Ce sont eux qui me paraissent détenir la clef de la musique dans le paysage. Apollon joue le plus souvent de la lyre ou de la cithare pour indiquer son identité grecque, mais chez le Lorrain, Apollon berger négligent tourne le dos, absorbé dans la musique qu’il joue sur une viole, tandis qu’Hermès (l’inventeur de la lyre) est en train de lui voler ses bœufs. Chez Cornelis van Poelenburg aussi Orphée endort Cerbère avec un violon. Dans une toile de Poussin, une des Muses joue même de la contrebasse. On voit bien que le prétexte antique n’est pas l’essentiel, et que l’anachronisme a ses raisons. Chez Le Sueur, Clio joue de la trompette, et Euterpe de la flûte, dans un Parnasse réduit à un fond de décor.
Le cas qui m’est apparu le plus révélateur est celui du tableau de Claude le Lorrain intitulé Apollon et les Muses. Un vieillard est assis en gros plan à droite du tableau, tandis que le dieu et ses Muses sont au pied de leur temple, presque cachés à l’ombre d’un bosquet, sur une sorte de scène si éloignée que le vieillard ne peut guère entendre que le proche glouglou de la source qu’il contrôle, plutôt que leur divin concert. De toute manière il ne les regarde même pas, il est accoudé sur la bouche d’une source qui alimente un ruisseau serpentant jusqu’à un fleuve qui semble se perdre à l’horizon dans la mer. Trois cygnes sur le ruisseau, plus visibles que la troupe musicienne, rappellent que, selon l’antique légende, leur talent de chanteur se révèle au moment de leur mort prochaine. Le vrai sujet du tableau n’est donc pas une musique apollinienne enchantant éternellement l’immuable paysage du Parnasse, mais le temps lui-même qui s’impose jusque chez les dieux. Évhémère dans l’Antiquité les avait d’ailleurs déjà mis à la retraite dans l’île Panchaia.

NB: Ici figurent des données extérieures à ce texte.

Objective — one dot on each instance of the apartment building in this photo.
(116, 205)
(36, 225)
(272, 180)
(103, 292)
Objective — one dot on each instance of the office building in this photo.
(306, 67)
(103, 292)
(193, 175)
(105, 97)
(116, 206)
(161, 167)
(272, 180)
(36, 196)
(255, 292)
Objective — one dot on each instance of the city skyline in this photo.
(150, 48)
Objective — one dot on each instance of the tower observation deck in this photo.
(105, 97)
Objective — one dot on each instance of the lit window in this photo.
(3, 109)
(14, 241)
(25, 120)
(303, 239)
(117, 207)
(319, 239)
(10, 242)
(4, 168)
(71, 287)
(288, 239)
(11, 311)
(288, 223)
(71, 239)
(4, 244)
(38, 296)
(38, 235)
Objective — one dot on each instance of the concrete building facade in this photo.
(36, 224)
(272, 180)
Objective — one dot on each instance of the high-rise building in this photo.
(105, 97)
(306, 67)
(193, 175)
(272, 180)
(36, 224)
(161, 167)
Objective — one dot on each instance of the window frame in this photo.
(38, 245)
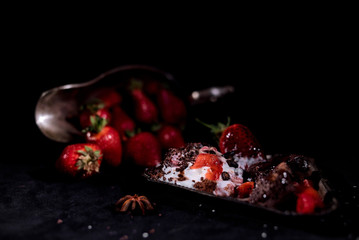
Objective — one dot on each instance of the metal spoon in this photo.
(57, 106)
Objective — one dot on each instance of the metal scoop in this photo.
(56, 107)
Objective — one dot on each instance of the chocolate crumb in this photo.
(124, 237)
(232, 163)
(181, 176)
(206, 185)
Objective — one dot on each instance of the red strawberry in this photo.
(308, 200)
(122, 122)
(245, 189)
(80, 160)
(144, 149)
(209, 160)
(108, 96)
(145, 109)
(172, 108)
(85, 116)
(236, 138)
(170, 137)
(108, 139)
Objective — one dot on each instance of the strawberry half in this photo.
(236, 138)
(80, 159)
(107, 138)
(211, 161)
(144, 149)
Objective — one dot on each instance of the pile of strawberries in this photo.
(136, 123)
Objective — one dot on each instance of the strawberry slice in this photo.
(211, 161)
(245, 189)
(308, 200)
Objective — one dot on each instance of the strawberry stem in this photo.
(97, 124)
(218, 129)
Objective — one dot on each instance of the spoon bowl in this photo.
(57, 108)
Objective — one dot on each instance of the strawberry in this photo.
(144, 149)
(80, 159)
(172, 108)
(122, 122)
(236, 138)
(211, 161)
(245, 189)
(170, 137)
(108, 96)
(145, 109)
(308, 200)
(107, 138)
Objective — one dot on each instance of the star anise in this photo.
(124, 203)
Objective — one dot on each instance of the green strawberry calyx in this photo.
(97, 124)
(88, 160)
(218, 129)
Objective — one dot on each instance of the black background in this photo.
(295, 89)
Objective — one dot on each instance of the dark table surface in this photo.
(290, 106)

C’est pour signifier le temps souverain que beaucoup, sinon la plupart, des paysages classiques comportent l’image d’un fleuve, doublement incarné ici : dans le paysage et sous la forme d’un vieillard tutélaire. La musique dans le paysage n’est donc pas seulement la poétique émanation de ce qu’on voit, laissant le spectateur écouter ce que Malraux a magnifiquement appelé les voix du silence, elle est le rappel de l’inexorable impermanence destinée un jour à abolir même l’illusion d’éternité que voudrait entretenir une image muette et immobile.

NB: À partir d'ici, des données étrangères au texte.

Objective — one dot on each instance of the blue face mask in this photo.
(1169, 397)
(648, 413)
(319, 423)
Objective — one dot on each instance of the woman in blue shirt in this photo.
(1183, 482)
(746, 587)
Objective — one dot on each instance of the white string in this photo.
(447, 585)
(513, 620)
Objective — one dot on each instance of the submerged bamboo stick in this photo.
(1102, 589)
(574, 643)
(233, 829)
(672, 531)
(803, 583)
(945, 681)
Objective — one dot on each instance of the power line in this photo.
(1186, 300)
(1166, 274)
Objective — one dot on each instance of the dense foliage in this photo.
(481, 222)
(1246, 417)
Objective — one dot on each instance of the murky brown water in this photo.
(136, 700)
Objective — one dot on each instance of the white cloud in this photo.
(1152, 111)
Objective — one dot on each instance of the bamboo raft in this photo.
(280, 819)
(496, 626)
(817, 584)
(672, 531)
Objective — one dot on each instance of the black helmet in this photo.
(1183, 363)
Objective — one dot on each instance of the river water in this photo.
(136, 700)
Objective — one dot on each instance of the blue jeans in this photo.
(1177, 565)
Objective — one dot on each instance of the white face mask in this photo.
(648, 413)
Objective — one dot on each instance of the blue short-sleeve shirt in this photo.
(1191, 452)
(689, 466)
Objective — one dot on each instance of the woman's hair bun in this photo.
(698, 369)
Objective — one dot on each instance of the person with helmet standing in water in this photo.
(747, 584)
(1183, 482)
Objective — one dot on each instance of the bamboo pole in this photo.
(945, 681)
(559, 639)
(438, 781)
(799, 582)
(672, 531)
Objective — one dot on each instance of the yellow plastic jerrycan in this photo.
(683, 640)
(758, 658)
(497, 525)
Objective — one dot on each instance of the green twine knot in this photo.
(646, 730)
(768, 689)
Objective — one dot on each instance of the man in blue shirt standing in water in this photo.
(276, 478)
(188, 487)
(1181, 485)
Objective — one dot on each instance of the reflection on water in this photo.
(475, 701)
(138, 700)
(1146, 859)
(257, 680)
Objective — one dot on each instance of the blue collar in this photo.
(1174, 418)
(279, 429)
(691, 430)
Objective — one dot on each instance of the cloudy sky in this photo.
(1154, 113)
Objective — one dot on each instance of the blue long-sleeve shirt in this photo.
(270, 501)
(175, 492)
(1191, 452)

Si Bruegel, dans le Triomphe de la mort du Prado, multipliait l’image des bruits discordants qui vont couvrir dans le vacarme de deux timbales la chanson amoureuse du dernier couple rescapé, c’était déjà, avec une superbe violence, pour nous rappeler que la musique dans le paysage n’est rien de plus qu’un incident fugitif dans le grand silence de l’imagerie. La poésie des concerts champêtres n’est qu’un voile passager. La peinture, art de l’espace, témoigne parfois d’une conscience critique de l’art du temps qu’est la musique.